Low risk of Silicon Valley Bank-style liquidity crunch for US insurers

US insurers are unlikely to face a Silicon Valley Bank-style liquidity crunch because their sources of funding are more stable and they are well positioned to manage unrealised investment losses, according to DBRS Morningstar. But it adds that pockets of risk remain in the short term.
In a commentary discussing the impact of unrealised investment losses on US insurance companies’ balance sheets and solvency levels in the context of rising interest rates, DBRS Morningstar says US property and casualty (P&C) insurers proportionally invest less in bonds with long maturities as their insurance liabilities are generally short term, which mitigates the impact of mark-to-market losses in their investment portfolios.
It adds: “P&C insurers’ sudden liquidity needs are also usually driven by natural catastrophe losses that benefit from reinsurance protection.”
Marcos Alvarez, global head of insurance, DBRS Morningstar, said: “In our view, the likelihood of US insurers facing a liquidity crunch similar to the one recently experienced by Silicon Valley Bank, which concluded in regulatory intervention on 10 March 2023, is low because insurers’ sources of funding are much more stable than those of banks, given the nature of the insurance business that allows a better asset-liability matching. Despite causing initial unrealised losses in insurers’ investment portfolios, increasing interest rates are typically positive for insurance companies’ results as they reinvest maturing bonds at higher yields.”

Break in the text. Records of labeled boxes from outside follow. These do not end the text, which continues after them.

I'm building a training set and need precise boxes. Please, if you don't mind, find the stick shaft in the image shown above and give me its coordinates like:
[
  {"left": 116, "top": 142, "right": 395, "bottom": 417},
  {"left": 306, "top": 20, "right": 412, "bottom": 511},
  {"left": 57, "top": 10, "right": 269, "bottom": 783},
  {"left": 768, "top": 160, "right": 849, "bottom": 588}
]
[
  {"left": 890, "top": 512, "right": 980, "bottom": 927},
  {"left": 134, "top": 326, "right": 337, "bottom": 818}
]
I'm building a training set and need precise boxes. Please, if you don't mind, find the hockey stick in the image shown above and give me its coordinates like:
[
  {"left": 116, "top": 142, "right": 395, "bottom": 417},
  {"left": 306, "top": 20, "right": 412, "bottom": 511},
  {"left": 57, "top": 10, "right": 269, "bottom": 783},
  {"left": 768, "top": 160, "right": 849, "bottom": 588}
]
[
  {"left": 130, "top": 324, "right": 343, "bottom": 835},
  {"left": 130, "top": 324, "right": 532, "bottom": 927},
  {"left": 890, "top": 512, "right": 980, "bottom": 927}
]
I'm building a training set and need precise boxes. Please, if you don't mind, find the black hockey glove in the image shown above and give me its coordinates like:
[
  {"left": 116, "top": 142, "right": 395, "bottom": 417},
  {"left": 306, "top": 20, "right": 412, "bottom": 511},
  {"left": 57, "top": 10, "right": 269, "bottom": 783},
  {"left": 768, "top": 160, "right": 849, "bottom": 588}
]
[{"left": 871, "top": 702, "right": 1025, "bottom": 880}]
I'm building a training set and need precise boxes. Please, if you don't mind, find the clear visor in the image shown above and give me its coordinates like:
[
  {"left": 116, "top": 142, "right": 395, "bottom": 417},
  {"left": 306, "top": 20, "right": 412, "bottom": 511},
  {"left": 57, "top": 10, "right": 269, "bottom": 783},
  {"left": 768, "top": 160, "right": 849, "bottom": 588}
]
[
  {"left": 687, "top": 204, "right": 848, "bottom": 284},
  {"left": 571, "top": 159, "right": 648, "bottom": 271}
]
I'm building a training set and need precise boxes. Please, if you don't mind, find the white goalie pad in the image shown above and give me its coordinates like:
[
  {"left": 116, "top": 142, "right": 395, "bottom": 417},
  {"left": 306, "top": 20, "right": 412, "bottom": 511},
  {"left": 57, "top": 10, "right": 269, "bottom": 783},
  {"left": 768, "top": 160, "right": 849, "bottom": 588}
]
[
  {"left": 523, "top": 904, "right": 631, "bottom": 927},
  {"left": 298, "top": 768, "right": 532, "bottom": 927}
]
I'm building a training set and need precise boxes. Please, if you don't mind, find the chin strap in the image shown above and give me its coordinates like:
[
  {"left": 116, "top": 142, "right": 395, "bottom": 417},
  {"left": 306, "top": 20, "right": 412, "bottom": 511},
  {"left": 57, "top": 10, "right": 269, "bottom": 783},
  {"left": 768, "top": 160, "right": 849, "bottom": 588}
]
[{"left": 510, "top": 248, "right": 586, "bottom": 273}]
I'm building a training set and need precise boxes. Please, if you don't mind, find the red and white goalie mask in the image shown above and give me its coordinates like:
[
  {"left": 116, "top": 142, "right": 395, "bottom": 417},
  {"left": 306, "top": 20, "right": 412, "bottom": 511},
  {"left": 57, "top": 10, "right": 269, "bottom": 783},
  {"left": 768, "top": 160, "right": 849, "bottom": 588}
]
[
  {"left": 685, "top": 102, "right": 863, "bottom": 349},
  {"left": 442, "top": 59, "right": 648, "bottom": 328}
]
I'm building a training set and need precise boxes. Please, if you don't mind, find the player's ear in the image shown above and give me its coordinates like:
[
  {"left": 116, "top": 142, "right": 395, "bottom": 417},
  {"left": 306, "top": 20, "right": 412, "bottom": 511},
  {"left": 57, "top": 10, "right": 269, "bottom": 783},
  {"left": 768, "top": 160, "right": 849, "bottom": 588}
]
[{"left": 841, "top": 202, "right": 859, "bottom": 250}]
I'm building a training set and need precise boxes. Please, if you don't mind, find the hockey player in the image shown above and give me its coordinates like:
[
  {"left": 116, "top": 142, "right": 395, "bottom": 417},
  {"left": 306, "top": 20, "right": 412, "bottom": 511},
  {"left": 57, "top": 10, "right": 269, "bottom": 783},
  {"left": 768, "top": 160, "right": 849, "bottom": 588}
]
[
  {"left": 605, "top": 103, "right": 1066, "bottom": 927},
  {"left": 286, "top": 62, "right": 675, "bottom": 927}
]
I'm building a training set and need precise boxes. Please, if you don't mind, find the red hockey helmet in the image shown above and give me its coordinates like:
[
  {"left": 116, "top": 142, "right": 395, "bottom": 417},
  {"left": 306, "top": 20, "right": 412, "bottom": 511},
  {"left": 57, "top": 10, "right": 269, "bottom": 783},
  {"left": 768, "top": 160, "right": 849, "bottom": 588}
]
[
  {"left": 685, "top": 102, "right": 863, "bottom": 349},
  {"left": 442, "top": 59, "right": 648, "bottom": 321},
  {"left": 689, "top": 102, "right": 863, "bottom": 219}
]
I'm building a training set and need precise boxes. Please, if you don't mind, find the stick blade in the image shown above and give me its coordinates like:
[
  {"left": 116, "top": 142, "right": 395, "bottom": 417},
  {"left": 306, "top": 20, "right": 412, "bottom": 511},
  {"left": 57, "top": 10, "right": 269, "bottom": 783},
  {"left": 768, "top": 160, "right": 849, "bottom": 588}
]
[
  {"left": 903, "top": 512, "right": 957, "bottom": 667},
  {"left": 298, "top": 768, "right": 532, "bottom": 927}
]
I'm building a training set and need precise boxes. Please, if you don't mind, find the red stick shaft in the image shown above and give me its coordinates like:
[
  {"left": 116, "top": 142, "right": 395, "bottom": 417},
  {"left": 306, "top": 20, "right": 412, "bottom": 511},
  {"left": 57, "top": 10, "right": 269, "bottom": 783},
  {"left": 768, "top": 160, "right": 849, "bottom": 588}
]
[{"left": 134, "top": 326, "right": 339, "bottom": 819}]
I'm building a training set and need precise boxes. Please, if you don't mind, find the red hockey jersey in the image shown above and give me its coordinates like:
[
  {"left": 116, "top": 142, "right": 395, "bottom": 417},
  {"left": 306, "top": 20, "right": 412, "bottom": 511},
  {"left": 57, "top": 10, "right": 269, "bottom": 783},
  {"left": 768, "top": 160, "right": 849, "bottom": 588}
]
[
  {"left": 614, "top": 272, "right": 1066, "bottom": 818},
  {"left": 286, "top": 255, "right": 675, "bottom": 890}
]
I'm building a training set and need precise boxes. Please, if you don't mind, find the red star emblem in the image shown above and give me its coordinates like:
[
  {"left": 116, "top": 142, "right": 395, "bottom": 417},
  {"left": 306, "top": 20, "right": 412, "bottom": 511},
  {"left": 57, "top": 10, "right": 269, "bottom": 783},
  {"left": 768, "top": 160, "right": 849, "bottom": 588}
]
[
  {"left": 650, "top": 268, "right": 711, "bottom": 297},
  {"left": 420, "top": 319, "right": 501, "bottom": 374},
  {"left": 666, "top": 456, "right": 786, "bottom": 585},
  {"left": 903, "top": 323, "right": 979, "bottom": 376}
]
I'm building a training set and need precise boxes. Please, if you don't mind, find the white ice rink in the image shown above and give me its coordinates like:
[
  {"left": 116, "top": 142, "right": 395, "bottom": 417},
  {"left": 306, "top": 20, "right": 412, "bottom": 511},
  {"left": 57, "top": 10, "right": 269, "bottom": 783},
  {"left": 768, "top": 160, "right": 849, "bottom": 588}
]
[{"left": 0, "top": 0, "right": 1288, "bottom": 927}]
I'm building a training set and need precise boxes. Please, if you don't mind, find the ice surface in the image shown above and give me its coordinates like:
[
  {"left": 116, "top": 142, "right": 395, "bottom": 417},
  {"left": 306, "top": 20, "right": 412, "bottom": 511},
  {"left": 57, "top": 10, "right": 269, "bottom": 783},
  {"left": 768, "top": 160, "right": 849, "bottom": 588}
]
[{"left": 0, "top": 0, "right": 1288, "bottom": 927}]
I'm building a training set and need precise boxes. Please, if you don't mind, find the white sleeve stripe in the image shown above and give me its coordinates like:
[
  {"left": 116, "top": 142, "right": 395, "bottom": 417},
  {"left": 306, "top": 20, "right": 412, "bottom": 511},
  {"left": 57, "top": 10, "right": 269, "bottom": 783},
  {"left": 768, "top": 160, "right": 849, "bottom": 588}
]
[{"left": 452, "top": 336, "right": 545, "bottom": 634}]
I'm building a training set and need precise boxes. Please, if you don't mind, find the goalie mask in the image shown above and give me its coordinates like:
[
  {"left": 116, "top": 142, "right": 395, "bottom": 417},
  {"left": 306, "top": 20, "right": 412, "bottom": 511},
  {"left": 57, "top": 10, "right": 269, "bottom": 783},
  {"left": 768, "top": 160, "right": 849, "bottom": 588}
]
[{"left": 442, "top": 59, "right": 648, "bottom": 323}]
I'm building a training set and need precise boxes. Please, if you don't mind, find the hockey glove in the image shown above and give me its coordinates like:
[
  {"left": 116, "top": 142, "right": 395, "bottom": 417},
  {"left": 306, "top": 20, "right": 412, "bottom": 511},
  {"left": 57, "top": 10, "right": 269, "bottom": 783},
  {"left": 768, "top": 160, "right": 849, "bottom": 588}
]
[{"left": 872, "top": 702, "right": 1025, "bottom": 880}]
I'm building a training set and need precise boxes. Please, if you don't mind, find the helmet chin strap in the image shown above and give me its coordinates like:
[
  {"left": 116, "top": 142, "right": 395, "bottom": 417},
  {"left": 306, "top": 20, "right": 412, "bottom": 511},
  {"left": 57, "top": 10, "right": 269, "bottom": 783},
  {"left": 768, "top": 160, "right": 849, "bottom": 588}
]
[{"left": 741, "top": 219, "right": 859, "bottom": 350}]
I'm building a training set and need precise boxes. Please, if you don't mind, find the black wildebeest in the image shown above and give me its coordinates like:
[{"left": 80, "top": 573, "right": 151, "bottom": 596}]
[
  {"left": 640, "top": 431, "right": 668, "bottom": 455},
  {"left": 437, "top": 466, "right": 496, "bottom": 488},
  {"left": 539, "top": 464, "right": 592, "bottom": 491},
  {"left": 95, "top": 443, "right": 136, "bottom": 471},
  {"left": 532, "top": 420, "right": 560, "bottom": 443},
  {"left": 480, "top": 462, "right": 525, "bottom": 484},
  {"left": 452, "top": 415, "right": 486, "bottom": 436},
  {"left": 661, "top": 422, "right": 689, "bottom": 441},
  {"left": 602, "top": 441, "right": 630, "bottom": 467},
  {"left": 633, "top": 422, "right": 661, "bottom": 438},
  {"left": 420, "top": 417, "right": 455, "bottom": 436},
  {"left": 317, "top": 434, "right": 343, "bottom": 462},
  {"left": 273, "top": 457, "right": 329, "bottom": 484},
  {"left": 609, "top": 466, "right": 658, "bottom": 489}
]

But DBRS Morningstar notes in the commentary: “However, when insurers sell bonds classified as held-to-maturity, any unrealised losses will be immediately recognised in net income. At the same time, the disposition of available-for-sale securities will imply a transfer of unrealised losses from accumulated other comprehensive income to net income under US GAAP. Depending on the size of these losses, this recognition of previously unrealised losses could affect solvency levels and threaten the viability of insurance companies.”